How we handle our less fortunate has a big impact on the country. FDR managed to bring an entire class out of a state of drowning by creating jobs - upgrades to infrastructure that are now today badly in need of repair. In Virginia alone we need millions and millions of dollars of road work that the state is unwilling to pay for.

There are sewer lines to be laid and water lines to be put down. Bridges need repairing. If we put people back to work - real work - imagine how different it might be. Folks could pay their E.R. bill, maybe.

Instead of tossing out $600 stimulus checks that do little, why not set up another Civilian Conservation Corps? Why not let people have a little pride and go about helping their country while they are also economically sustaining it?

It's time for talking about this sort of thing, folks. We need a plan. And then we need action. We need to find our footing again so we can all stand up proud, healthy and strong - each and every one.

Tuesday, September 02, 2008

I Love Nurses

I fear my last entry about Carilion and its bloody nose might have left the impression that I blame everyone associated therein and not the higher-ups.

I do not blame the non-administrative staff at all.

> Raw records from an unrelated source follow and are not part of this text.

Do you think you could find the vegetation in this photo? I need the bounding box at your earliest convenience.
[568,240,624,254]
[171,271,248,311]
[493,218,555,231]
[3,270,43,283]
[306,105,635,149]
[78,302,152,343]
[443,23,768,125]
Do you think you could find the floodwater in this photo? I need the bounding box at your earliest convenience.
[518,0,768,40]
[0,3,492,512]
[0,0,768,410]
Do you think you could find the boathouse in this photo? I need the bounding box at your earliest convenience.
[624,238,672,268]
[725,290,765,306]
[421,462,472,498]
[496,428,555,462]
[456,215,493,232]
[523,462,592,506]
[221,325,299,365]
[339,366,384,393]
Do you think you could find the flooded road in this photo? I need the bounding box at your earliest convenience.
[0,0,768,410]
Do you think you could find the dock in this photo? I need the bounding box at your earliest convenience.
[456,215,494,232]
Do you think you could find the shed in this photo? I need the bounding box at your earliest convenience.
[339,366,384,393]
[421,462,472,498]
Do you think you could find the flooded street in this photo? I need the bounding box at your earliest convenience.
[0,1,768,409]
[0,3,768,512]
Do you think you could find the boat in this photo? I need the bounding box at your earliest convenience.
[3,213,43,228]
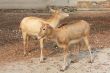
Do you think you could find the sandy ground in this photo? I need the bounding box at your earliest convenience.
[0,11,110,73]
[0,48,110,73]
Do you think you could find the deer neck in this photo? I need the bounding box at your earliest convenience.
[47,15,61,28]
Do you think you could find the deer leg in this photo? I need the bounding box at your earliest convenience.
[72,43,80,62]
[83,36,93,62]
[61,46,71,71]
[40,38,44,62]
[22,32,27,56]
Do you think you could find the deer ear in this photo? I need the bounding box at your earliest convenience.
[50,8,56,12]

I think nurses in particular have a very rough time of it. They perform a service I cannot. I envy nurses and the way they can compassionately soothe a fevered brow and make the world feel a bit better with a cool cloth.

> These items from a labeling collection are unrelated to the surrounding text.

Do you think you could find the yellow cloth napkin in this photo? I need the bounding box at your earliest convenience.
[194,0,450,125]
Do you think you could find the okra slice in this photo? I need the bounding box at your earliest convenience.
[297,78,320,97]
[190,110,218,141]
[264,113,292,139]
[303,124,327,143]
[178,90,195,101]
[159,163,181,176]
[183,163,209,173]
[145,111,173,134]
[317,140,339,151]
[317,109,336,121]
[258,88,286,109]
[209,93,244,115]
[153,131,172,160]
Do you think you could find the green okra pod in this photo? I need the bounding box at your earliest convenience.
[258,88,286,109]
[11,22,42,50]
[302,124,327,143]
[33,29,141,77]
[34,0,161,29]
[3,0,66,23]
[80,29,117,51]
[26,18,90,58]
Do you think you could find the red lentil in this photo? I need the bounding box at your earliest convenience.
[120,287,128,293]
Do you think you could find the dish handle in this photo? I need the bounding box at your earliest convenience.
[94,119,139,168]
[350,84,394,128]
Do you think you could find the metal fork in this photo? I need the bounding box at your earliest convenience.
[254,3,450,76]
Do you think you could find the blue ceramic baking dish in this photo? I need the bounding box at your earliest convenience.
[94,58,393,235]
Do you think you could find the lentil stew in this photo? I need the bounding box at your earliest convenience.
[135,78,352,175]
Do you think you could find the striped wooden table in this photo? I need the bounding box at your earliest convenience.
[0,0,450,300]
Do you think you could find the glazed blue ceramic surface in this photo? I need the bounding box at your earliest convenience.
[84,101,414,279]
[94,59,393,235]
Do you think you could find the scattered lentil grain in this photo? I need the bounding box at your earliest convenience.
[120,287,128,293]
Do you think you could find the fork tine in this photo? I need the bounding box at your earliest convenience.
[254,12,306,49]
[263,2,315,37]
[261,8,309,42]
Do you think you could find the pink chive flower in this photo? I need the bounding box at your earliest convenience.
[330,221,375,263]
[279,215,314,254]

It's not a touch I possess and I think it is a remarkable quality. I wish it was a quality in me but alas it is not.

The same goes for aids and radiology specialists and the vampires who draw blood and all of those other unsung health care workers who have to deal with body fluids and irate and irritable sick people. They are truly saints.

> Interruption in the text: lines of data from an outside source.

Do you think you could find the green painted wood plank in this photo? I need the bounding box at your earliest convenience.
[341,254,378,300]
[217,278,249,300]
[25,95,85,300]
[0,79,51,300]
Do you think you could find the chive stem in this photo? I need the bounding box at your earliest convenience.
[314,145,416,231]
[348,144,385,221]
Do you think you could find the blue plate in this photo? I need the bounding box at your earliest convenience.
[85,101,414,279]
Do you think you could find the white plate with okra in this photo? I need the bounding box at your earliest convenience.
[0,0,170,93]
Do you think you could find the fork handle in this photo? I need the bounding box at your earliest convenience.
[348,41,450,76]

As for doctors, well, I don't always know about the doctors. Don't they have choices that others do not? Can't they, theoretically, put up a shingle and go into private practice anywhere? Instead it seems to me they have chosen to follow the money trail wherever it may lead them.

Even so, I understand there are pressures on doctors these days, what with malpractice insurance and the threat of lawsuits if you don't do this or that.

The problem maybe is in part the locale. Let's face it. How many Grade A Great Doctors are going to set up practice in little ol' rural southwestern Virginia? Not too many. I suspect we get the B listers and C listers around here. Not the sharpest tacks in the jar. Those folks are at the Mayo Clinic or someplace like that.

My aunt, by the way, is a nurse and I have the utmost respect for her. I think she has a very difficult job. And she is a very caring person.

I remember when I was in the hospital for surgery over 15 years ago how wonderful I thought my nurses were. They were attentive and thoughtful and they made me feel better.

That is what health care is supposed to do. The nurses do it. Some doctors do it. They make you feel better. But the system overall is broken and it doesn't do that. It does something else. It breaks my heart.